The Orange Fairy Book by Andrew Lang

The Girl-Fish, an Underrated Fairy Tale by Andrew Lang

Although the names Brothers Grimm and Hans Christian Andersen are synonymous with fairy tales, Scottish literary critic Andrew Lang is also a favorite name who published hundreds of tales in his Fairy Books from 1889 to 1910. Lang and his wife collected the tales from a variety of regions, eventually publishing 12 books in the series, with each book named for a color. If you’ve never read one of Lang’s collections, you’re missing out on one of the most imaginative collections of fairy tales and folklore, and also this underrated tale I want to discuss: The Girl-Fish.

Collected by Andrew Lang for The Orange Fairy Book in 1910, The Girl-Fish was originally shared by Francisco Maspons y Labrós in his collection of tales, Cuentos Populars Catalans. Prior to working with Andrew Lang’s work, I had never come across his tale, but I quickly realized it contained as much adventure as other beloved fairy tales such as Beauty and the Beast and East of the Sun, West of the Moon. Indeed, while the popularity of fairy tales has given rise to countless retellings for young adults, children and adults, I only found one book inspired by this tale.

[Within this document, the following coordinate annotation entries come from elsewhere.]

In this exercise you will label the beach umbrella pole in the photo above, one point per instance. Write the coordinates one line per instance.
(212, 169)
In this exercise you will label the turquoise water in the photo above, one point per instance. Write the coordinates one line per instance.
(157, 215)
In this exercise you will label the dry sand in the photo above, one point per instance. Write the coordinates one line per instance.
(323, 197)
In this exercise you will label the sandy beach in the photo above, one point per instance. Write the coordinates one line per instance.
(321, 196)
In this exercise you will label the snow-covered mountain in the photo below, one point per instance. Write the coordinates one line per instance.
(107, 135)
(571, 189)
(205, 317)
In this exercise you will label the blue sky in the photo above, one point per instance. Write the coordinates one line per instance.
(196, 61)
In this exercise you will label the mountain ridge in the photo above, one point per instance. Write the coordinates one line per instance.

The Girl-Fish contains all of the elements of the classic fairy tales, such as a magic kingdom, enchanted maidens, and animal transformation; together they come together to make a thrilling tale with a romantic twist. While fairy tales sometimes have princes go on quests, The Girl-Fish features a selfish girl undergoing a quest where she becomes the heroine, and learns a valuable lesson in compassion and kindness, two traits that fairy tales often teach us.

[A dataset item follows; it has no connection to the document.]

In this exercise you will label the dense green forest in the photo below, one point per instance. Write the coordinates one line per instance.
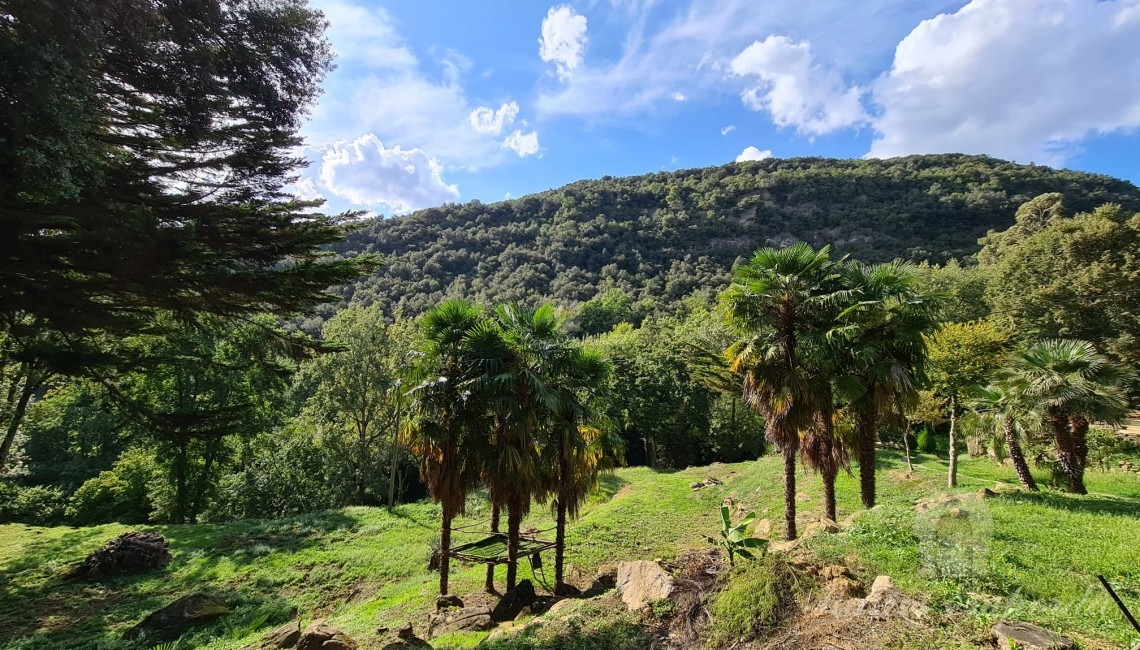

Once upon a time there lived, on the bank of a stream, a man and a woman who had a daughter. As she was an only child, and very pretty besides, they never could make up their minds to punish her for her faults or to teach her nice manners; and as for work– she laughed in her mother’s face if she asked her to help cook the dinner or to wash the plates.

The Girl-Fish at the heart of the story is actually a nameless girl who has been transformed into a fish. She was quite useless to her parents and idled her time while they worked, and only when her mother was truly exhausted, did she help out. After mending a fishing net, the girl encounters a beautiful fish that she wants for her dinner.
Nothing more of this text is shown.